L’Éthiopie a organisé, le 1er juin 2026, des élections législatives et régionales dans un contexte politique et sécuritaire tendu. Plus de 50 millions d’électeurs étaient inscrits, mais le scrutin ne s’est pas tenu dans la région du Tigré et a été perturbé dans l’Amhara et l’Oromia. Trois espaces qui concentrent une large part des fragilités internes du pays.
Le vote doit renouveler la Chambre des représentants du peuple, dont les membres désignent ensuite le chef du gouvernement. Le Parti de la prospérité du Premier ministre Abiy Ahmed, largement majoritaire depuis les élections de 2021, part favori face à une opposition divisée, affaiblie par les restrictions politiques, les arrestations dénoncées par plusieurs formations et les difficultés de campagne dans les régions instables.
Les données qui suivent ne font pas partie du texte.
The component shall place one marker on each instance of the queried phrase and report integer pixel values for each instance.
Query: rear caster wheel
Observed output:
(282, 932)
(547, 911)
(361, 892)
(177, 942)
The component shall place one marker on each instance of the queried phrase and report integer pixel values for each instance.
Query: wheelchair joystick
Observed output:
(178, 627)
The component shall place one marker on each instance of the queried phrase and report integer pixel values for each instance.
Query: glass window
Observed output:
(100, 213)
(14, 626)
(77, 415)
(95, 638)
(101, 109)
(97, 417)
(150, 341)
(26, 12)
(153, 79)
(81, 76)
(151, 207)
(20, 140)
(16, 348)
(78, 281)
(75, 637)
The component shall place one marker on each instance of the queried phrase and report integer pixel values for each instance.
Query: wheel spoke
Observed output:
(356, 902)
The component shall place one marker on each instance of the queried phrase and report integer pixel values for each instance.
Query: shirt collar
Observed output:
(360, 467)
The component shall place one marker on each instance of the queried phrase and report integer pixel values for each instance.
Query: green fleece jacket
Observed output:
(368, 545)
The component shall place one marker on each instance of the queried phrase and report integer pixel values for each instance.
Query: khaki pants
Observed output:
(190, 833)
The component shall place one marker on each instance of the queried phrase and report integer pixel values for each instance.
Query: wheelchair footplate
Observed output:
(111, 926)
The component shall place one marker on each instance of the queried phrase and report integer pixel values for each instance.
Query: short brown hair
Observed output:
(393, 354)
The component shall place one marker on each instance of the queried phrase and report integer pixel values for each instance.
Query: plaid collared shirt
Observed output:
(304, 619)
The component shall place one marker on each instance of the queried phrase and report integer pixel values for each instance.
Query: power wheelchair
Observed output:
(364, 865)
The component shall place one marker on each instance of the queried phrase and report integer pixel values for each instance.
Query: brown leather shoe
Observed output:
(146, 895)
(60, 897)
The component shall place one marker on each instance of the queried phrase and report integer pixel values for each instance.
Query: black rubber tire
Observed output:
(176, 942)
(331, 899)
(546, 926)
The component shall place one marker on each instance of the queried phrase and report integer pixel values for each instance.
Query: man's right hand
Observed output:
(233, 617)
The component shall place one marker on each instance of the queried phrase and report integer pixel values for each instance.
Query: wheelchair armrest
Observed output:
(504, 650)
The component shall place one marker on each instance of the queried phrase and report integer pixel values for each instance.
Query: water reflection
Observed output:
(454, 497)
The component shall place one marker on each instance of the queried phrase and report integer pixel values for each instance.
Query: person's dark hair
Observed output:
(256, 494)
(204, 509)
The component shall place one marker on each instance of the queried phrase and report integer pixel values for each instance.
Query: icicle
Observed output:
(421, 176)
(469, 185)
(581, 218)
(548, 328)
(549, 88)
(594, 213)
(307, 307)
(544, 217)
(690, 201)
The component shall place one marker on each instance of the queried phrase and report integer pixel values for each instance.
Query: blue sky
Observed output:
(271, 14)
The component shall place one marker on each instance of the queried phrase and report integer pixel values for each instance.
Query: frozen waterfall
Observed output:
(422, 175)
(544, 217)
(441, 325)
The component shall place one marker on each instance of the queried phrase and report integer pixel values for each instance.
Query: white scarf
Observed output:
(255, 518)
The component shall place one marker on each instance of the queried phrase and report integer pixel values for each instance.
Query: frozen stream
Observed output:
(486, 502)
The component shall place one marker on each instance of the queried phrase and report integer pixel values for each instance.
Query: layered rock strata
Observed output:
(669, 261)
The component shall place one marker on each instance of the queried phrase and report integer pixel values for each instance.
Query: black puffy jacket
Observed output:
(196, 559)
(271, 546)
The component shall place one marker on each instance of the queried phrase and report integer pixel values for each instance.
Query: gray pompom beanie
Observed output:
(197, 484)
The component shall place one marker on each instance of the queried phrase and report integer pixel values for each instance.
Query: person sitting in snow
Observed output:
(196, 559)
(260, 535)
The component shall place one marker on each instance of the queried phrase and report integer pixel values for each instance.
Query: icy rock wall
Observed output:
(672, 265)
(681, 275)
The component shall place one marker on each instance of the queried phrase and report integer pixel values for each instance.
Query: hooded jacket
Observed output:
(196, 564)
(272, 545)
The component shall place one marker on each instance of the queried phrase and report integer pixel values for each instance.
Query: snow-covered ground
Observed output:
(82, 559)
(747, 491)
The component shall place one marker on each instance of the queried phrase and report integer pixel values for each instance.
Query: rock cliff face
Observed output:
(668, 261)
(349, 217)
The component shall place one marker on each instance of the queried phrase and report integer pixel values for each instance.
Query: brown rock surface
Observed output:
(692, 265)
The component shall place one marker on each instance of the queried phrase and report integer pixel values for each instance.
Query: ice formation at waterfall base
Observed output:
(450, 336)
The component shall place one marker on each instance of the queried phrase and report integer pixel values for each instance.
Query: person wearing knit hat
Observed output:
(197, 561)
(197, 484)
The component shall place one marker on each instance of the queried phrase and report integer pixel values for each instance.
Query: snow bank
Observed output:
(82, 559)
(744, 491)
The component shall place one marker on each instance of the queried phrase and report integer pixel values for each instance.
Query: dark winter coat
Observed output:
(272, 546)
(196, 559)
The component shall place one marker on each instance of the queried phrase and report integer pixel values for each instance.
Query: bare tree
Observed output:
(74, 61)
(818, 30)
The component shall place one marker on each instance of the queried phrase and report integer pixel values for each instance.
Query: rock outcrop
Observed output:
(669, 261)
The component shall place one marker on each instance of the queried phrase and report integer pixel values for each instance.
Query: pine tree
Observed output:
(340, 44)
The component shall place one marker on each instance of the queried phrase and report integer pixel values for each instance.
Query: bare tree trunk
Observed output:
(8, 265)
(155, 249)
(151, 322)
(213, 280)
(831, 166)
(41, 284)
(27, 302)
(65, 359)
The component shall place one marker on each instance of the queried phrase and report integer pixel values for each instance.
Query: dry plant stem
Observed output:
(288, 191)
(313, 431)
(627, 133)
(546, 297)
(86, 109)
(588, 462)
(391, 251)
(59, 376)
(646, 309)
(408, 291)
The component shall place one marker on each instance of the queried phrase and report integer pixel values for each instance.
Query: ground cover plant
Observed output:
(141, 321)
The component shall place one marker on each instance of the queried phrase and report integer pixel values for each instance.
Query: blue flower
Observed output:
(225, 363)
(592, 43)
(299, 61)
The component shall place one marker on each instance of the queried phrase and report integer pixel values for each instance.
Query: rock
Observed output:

L’absence du Tigré constitue le principal point de tension. Cette région du nord, frontalière de l’Érythrée et proche du Soudan, est administrée par une structure intérimaire depuis l’accord de Pretoria, signé en 2022 et mettant fin à deux ans de guerre entre le gouvernement fédéral et les forces tigréennes. Le vote n’y a pas eu lieu en raison de conditions jugées défavorables par le Conseil électoral national d’Éthiopie. Le Front de libération du peuple du Tigré conserve une influence majeure dans la région, mais ne participe pas au processus.
Tensions
Dans l’Amhara, au nord-ouest, l’activité de la milice Fano a empêché la tenue du vote dans plusieurs circonscriptions, au moins huit selon les informations disponibles. Cette région est marquée par des tensions armées avec le pouvoir fédéral et par des enjeux frontaliers sensibles vers le Soudan. En Oromia, au centre-sud et autour d’Addis-Abeba, l’insécurité liée à l’Armée de libération Oromo continue aussi de limiter les déplacements, les campagnes politiques et l’organisation normale du scrutin. Le contexte régional est tout aussi sensible, sur fond de tensions avec l’Érythrée et de revendications éthiopiennes autour de l’accès à la Mer Rouge.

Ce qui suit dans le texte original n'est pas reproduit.